Getting data from EBI Metagenomics portal


You can retrieve raw sequence read files and analysis results via the Download page, which is accessible from the Project, Sample or Run Overview pages (Figure 4a). The available data are presented in table format organised by categories such as ‘Sequence data’, ‘Functional analysis’ and ‘Taxonomic analysis’. The type of data are represented by their own icon and the file format is also indicated.

If you click the ‘Submitted nucleotide reads’ link you will be re-directed to the ENA website where the data can be downloaded using FTP or Galaxy.

You can download processed nucleotide reads, rRNA sequences, annotated and unannotated predicted protein coding sequences (in FASTA format) directly from the Download page.

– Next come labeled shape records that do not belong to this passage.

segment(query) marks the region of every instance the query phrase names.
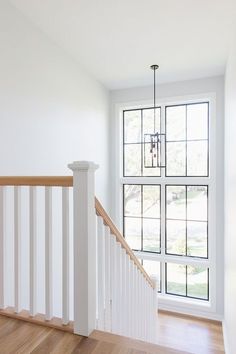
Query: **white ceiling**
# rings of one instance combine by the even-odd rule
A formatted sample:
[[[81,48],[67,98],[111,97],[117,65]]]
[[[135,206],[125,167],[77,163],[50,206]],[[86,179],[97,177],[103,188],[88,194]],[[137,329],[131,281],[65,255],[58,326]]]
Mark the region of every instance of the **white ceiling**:
[[[109,89],[224,73],[235,0],[10,0]]]

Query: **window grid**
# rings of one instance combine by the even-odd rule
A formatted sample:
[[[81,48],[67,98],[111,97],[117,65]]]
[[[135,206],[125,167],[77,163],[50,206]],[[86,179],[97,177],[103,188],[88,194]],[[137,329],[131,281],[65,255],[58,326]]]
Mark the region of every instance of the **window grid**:
[[[170,263],[165,263],[165,293],[167,295],[174,295],[174,296],[180,296],[180,297],[186,297],[186,298],[191,298],[191,299],[196,299],[196,300],[202,300],[202,301],[209,301],[209,293],[210,293],[210,288],[209,288],[209,268],[206,268],[207,270],[207,296],[206,298],[204,297],[197,297],[197,296],[190,296],[188,295],[188,266],[189,265],[183,265],[185,266],[185,277],[186,277],[186,282],[185,282],[185,295],[182,294],[177,294],[174,292],[169,292],[168,291],[168,264]]]
[[[177,219],[177,218],[168,218],[167,217],[167,189],[168,187],[185,187],[185,215],[186,219]],[[187,215],[187,210],[188,210],[188,187],[205,187],[206,188],[206,198],[207,198],[207,218],[206,220],[194,220],[194,219],[188,219]],[[167,221],[168,220],[173,220],[173,221],[184,221],[185,222],[185,257],[190,257],[190,258],[200,258],[200,259],[208,259],[209,258],[209,237],[208,237],[208,218],[209,218],[209,207],[208,207],[208,201],[209,201],[209,191],[208,191],[208,185],[189,185],[189,184],[166,184],[165,185],[165,254],[170,255],[170,256],[177,256],[177,257],[182,257],[182,254],[178,253],[170,253],[168,252],[168,235],[167,235]],[[188,222],[199,222],[199,223],[206,223],[207,225],[207,239],[206,239],[206,257],[201,257],[201,256],[192,256],[188,254]]]
[[[141,196],[141,212],[140,212],[140,216],[127,216],[125,213],[125,187],[126,186],[140,186],[141,188],[141,192],[140,192],[140,196]],[[143,187],[145,186],[154,186],[157,187],[159,190],[159,218],[158,217],[147,217],[144,216],[144,212],[143,212]],[[125,183],[123,184],[123,235],[124,237],[126,236],[126,230],[125,230],[125,218],[133,218],[133,219],[139,219],[141,221],[141,249],[133,249],[133,251],[141,251],[141,252],[145,252],[145,253],[156,253],[156,254],[160,254],[161,253],[161,186],[159,184],[133,184],[133,183]],[[149,251],[149,250],[145,250],[143,247],[143,236],[144,236],[144,227],[143,227],[143,220],[144,219],[150,219],[150,220],[159,220],[159,252],[154,252],[154,251]]]
[[[192,106],[192,105],[200,105],[200,104],[207,104],[207,139],[188,139],[188,119],[187,119],[187,107]],[[166,167],[165,169],[165,176],[166,177],[209,177],[209,102],[207,101],[201,101],[201,102],[194,102],[194,103],[185,103],[185,104],[175,104],[175,105],[166,105],[165,106],[165,132],[166,132],[166,137],[167,137],[167,110],[168,108],[171,107],[185,107],[185,136],[186,139],[183,140],[167,140],[166,138],[166,144],[165,144],[165,158],[166,161],[168,160],[167,158],[167,145],[168,143],[185,143],[185,175],[172,175],[168,174],[167,170],[168,168]],[[207,142],[207,174],[206,175],[188,175],[188,142],[194,142],[194,141],[206,141]],[[167,163],[166,163],[167,166]]]
[[[149,145],[149,143],[144,144],[144,139],[143,139],[143,111],[147,111],[147,110],[153,110],[153,107],[147,107],[147,108],[136,108],[136,109],[126,109],[123,110],[123,176],[124,177],[134,177],[133,175],[128,175],[126,174],[126,170],[125,170],[125,161],[126,161],[126,153],[125,153],[125,146],[127,145],[140,145],[140,175],[135,175],[135,177],[160,177],[161,176],[161,171],[160,168],[156,168],[158,170],[158,173],[156,175],[145,175],[144,174],[144,149],[145,149],[145,145]],[[161,107],[160,106],[156,106],[155,110],[159,111],[159,115],[160,115],[160,132],[161,132]],[[141,113],[141,138],[140,141],[136,141],[136,142],[125,142],[125,113],[126,112],[132,112],[132,111],[140,111]],[[153,119],[154,121],[154,119]],[[153,130],[154,132],[154,130]]]
[[[187,134],[188,134],[188,132],[187,132],[187,106],[189,106],[189,105],[196,105],[196,104],[203,104],[203,103],[205,103],[205,104],[207,104],[207,138],[206,139],[188,139],[188,136],[187,136]],[[147,175],[147,176],[145,176],[144,175],[144,169],[143,169],[143,164],[144,164],[144,160],[143,160],[143,148],[144,148],[144,142],[143,142],[143,111],[144,110],[147,110],[147,109],[153,109],[153,107],[150,107],[150,108],[142,108],[142,109],[135,109],[135,110],[137,110],[137,111],[141,111],[141,139],[142,139],[142,141],[140,141],[140,142],[133,142],[133,143],[125,143],[125,128],[124,128],[124,114],[125,114],[125,112],[127,112],[127,111],[133,111],[133,109],[130,109],[130,110],[124,110],[123,111],[123,176],[124,176],[124,178],[125,177],[128,177],[128,179],[127,179],[127,181],[131,181],[131,178],[133,177],[133,178],[137,178],[137,177],[155,177],[155,178],[157,178],[157,181],[158,180],[162,180],[162,183],[163,183],[163,181],[165,180],[165,177],[173,177],[173,178],[182,178],[182,177],[184,177],[184,178],[186,178],[186,182],[187,182],[187,179],[190,177],[190,178],[196,178],[196,181],[197,181],[197,178],[202,178],[202,177],[208,177],[209,178],[209,136],[210,136],[210,132],[209,132],[209,102],[205,102],[205,101],[201,101],[201,102],[194,102],[194,103],[187,103],[187,104],[177,104],[177,105],[164,105],[164,106],[161,106],[161,107],[156,107],[156,108],[159,108],[160,109],[160,132],[161,133],[163,133],[163,131],[161,130],[161,126],[163,125],[163,127],[165,128],[165,131],[164,131],[164,133],[166,133],[166,122],[167,122],[167,119],[166,119],[166,111],[167,111],[167,107],[174,107],[174,106],[185,106],[186,108],[185,108],[185,121],[186,121],[186,128],[185,128],[185,130],[186,130],[186,140],[168,140],[168,141],[166,141],[166,144],[165,144],[165,148],[164,148],[164,157],[165,157],[165,161],[166,161],[166,147],[167,147],[167,143],[171,143],[171,142],[182,142],[182,143],[185,143],[185,148],[186,148],[186,156],[185,156],[185,175],[167,175],[167,169],[165,169],[165,171],[162,171],[161,169],[159,169],[159,174],[158,175]],[[164,117],[164,119],[163,119],[163,117],[162,117],[162,115],[163,115],[163,117]],[[206,175],[188,175],[187,174],[187,172],[188,172],[188,167],[187,167],[187,164],[188,164],[188,155],[187,155],[187,149],[188,149],[188,142],[200,142],[200,141],[202,141],[202,142],[207,142],[207,152],[206,152],[206,154],[207,154],[207,174]],[[124,147],[125,147],[125,145],[132,145],[132,144],[140,144],[141,145],[141,174],[138,176],[138,175],[126,175],[125,174],[125,152],[124,152]],[[176,181],[175,181],[176,182]],[[137,182],[136,182],[137,183]],[[126,183],[126,182],[123,182],[123,210],[124,210],[124,186],[125,185],[129,185],[129,184],[132,184],[132,185],[134,185],[134,184],[136,184],[136,183]],[[145,183],[143,183],[143,184],[138,184],[138,185],[140,185],[140,186],[142,186],[142,185],[145,185]],[[149,185],[149,184],[148,184]],[[159,185],[159,187],[160,187],[160,184],[151,184],[151,185]],[[178,184],[176,184],[176,183],[174,183],[174,184],[165,184],[164,183],[164,194],[163,194],[163,198],[165,198],[165,205],[164,205],[164,208],[166,209],[166,186],[168,186],[168,185],[178,185]],[[186,184],[181,184],[182,186],[186,186],[186,188],[187,188],[187,186],[188,186],[188,184],[186,183]],[[202,184],[201,184],[202,185]],[[189,185],[190,186],[190,185]],[[191,186],[199,186],[199,184],[196,184],[196,185],[194,185],[194,184],[192,184],[191,183]],[[204,184],[204,185],[202,185],[202,186],[205,186],[205,187],[207,187],[207,202],[209,201],[209,196],[208,196],[208,192],[209,192],[209,188],[208,188],[208,184]],[[161,191],[161,188],[160,188],[160,191]],[[143,193],[141,193],[141,195],[142,195],[142,199],[143,199]],[[161,208],[161,203],[162,203],[162,201],[161,201],[161,193],[160,193],[160,213],[161,213],[161,210],[162,210],[162,208]],[[187,198],[186,198],[186,204],[187,204]],[[142,207],[143,208],[143,207]],[[187,206],[186,206],[186,208],[187,208]],[[143,209],[142,209],[143,210]],[[207,204],[207,212],[208,212],[208,204]],[[143,212],[142,212],[142,215],[143,215]],[[207,214],[207,216],[208,216],[208,214]],[[136,218],[135,216],[133,217],[133,218]],[[138,218],[138,217],[137,217]],[[149,217],[150,219],[152,219],[151,217]],[[162,218],[162,216],[160,216],[160,218]],[[125,235],[125,224],[124,224],[124,219],[125,219],[125,215],[124,215],[124,213],[123,213],[123,227],[124,227],[124,235]],[[141,217],[141,219],[142,219],[142,217]],[[155,219],[155,218],[154,218]],[[161,219],[160,219],[161,220]],[[166,253],[166,250],[167,250],[167,248],[166,248],[166,242],[167,242],[167,240],[166,240],[166,216],[164,217],[164,220],[165,220],[165,227],[163,226],[163,229],[165,230],[164,231],[164,233],[165,233],[165,237],[164,237],[164,244],[162,244],[161,245],[161,242],[163,241],[162,240],[162,237],[161,237],[161,233],[160,233],[160,252],[158,252],[158,253],[155,253],[155,255],[156,255],[156,261],[157,262],[159,262],[159,264],[160,264],[160,283],[162,284],[162,285],[160,285],[160,291],[158,291],[158,292],[161,292],[161,293],[163,293],[163,294],[168,294],[168,295],[174,295],[174,296],[181,296],[181,295],[178,295],[178,294],[175,294],[175,293],[169,293],[169,292],[167,292],[167,263],[166,262],[168,262],[168,263],[170,263],[171,262],[171,259],[169,258],[169,256],[172,256],[172,254],[167,254]],[[176,220],[176,219],[171,219],[171,218],[169,218],[168,220]],[[181,220],[181,219],[178,219],[178,220]],[[183,221],[185,221],[186,222],[186,235],[185,235],[185,237],[186,237],[186,253],[187,253],[187,242],[188,242],[188,240],[187,240],[187,221],[189,221],[189,222],[199,222],[199,223],[201,223],[201,222],[204,222],[205,223],[205,221],[201,221],[201,220],[194,220],[194,219],[187,219],[187,217],[186,217],[186,219],[183,219]],[[209,249],[208,249],[208,243],[209,243],[209,240],[208,240],[208,217],[207,217],[207,257],[196,257],[196,256],[191,256],[191,255],[185,255],[185,257],[187,257],[187,258],[189,258],[190,260],[191,259],[195,259],[195,260],[199,260],[199,261],[201,261],[201,260],[206,260],[206,259],[208,259],[208,254],[209,254]],[[161,228],[161,222],[160,222],[160,228]],[[164,246],[165,245],[165,246]],[[164,247],[163,247],[164,246]],[[137,252],[140,252],[140,250],[134,250],[134,251],[137,251]],[[143,251],[143,221],[142,221],[142,250],[141,250],[141,252],[143,252],[143,254],[145,253],[145,254],[153,254],[154,255],[154,252],[152,252],[152,251]],[[163,256],[165,257],[165,255],[168,255],[168,261],[167,261],[167,259],[163,259]],[[158,258],[158,257],[160,257],[161,256],[161,258]],[[173,254],[173,256],[176,256],[176,254]],[[194,260],[194,262],[195,262],[195,260]],[[199,264],[201,264],[201,262],[199,263]],[[185,263],[185,266],[186,266],[186,289],[188,288],[188,283],[187,283],[187,279],[188,279],[188,272],[187,272],[187,267],[188,267],[188,265],[190,266],[191,265],[191,262],[187,262],[187,260],[186,260],[186,263]],[[204,266],[204,262],[202,262],[202,265]],[[209,268],[208,268],[208,266],[206,266],[206,269],[207,269],[207,298],[206,299],[203,299],[203,298],[199,298],[199,297],[194,297],[194,296],[188,296],[188,290],[186,290],[186,296],[182,296],[182,297],[189,297],[189,298],[193,298],[193,299],[197,299],[197,300],[206,300],[206,301],[209,301],[209,288],[210,288],[210,286],[209,286]],[[162,282],[162,280],[163,280],[163,282]]]

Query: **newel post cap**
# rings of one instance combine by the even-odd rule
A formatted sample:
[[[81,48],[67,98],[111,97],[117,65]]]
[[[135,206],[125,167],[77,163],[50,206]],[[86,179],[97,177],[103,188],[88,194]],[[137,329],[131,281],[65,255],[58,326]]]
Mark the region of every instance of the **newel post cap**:
[[[68,165],[73,171],[95,171],[99,168],[93,161],[74,161]]]

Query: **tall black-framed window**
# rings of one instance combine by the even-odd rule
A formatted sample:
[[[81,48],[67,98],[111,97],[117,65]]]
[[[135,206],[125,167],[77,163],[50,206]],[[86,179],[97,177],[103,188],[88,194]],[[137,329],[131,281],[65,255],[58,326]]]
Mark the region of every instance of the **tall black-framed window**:
[[[209,176],[209,102],[165,107],[166,176]]]
[[[209,301],[209,268],[165,263],[165,274],[166,294]]]
[[[165,186],[165,252],[208,258],[208,186]]]
[[[161,108],[123,111],[123,175],[124,177],[160,176],[160,168],[145,168],[144,154],[150,155],[150,143],[145,134],[161,130]]]
[[[124,236],[163,296],[210,301],[210,102],[163,104],[155,115],[123,110]],[[166,168],[145,168],[144,134],[156,132]]]
[[[124,235],[135,251],[161,251],[160,185],[124,184]]]

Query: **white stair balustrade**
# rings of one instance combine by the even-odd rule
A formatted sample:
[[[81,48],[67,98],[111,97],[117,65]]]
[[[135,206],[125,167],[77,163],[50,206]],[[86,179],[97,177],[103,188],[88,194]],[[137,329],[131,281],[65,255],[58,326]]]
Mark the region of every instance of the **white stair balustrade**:
[[[73,177],[0,177],[0,314],[155,343],[156,280],[95,197],[98,166],[68,166]]]

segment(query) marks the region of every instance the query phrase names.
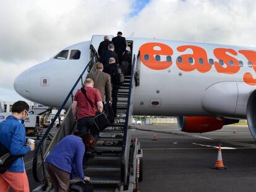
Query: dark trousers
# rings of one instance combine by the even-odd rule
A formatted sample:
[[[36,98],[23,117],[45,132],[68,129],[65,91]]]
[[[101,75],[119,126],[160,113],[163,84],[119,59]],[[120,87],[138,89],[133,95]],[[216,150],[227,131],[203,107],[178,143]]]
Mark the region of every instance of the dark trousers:
[[[95,143],[97,142],[100,133],[93,131],[96,129],[96,126],[93,122],[93,117],[85,117],[79,119],[77,120],[77,128],[80,136],[86,133],[91,133],[93,136]],[[88,165],[88,160],[92,156],[92,154],[94,152],[94,149],[86,149],[86,152],[85,152],[83,159],[83,166]]]
[[[47,172],[55,192],[67,192],[69,188],[70,174],[50,163],[45,163]]]
[[[93,131],[95,130],[95,125],[93,122],[93,117],[85,117],[77,120],[77,128],[79,135],[81,136],[85,133],[91,133],[94,137],[95,143],[99,138],[99,133]]]
[[[112,88],[112,109],[113,109],[113,112],[114,116],[116,115],[116,106],[117,104],[117,93],[118,93],[118,87],[113,85]]]

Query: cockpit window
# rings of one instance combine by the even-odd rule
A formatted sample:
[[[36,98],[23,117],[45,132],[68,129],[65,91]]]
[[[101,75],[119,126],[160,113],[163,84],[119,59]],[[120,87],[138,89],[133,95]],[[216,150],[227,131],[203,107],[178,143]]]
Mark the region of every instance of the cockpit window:
[[[69,59],[79,59],[81,55],[81,51],[78,49],[71,50]]]
[[[69,54],[69,50],[62,50],[57,54],[54,58],[58,59],[67,59]]]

In addition, InterPro matches, GO term annotations and taxonomic assignments (in tab- or comma-separated format) are also available to download. The taxonomy assignments are provided in machine-readable biom format, which can be directly uploaded into external packages such as the MEGAN software. A phylogenetic tree file, compatible with freely available tree viewing software (such as FigTree or TreeView) is also available.

To avoid time out issues during the downloading process, large files are compressed with gzip and split into chunks of ~ 500Mb. To re-build the whole files, users have to concatenate the chunks before decompressing.

Figure 4a  EBI Metagenomics Download page.

As previously described in Searching and visualising data in EBI Metagenomics portal, functional and taxonomic results files summarising abundance counts for all runs within a project are provided on the Project Analysis summary web pages as tab-separated files (Figure 4b).

 Figure 4b  EBI Metagenomics project-level summary page.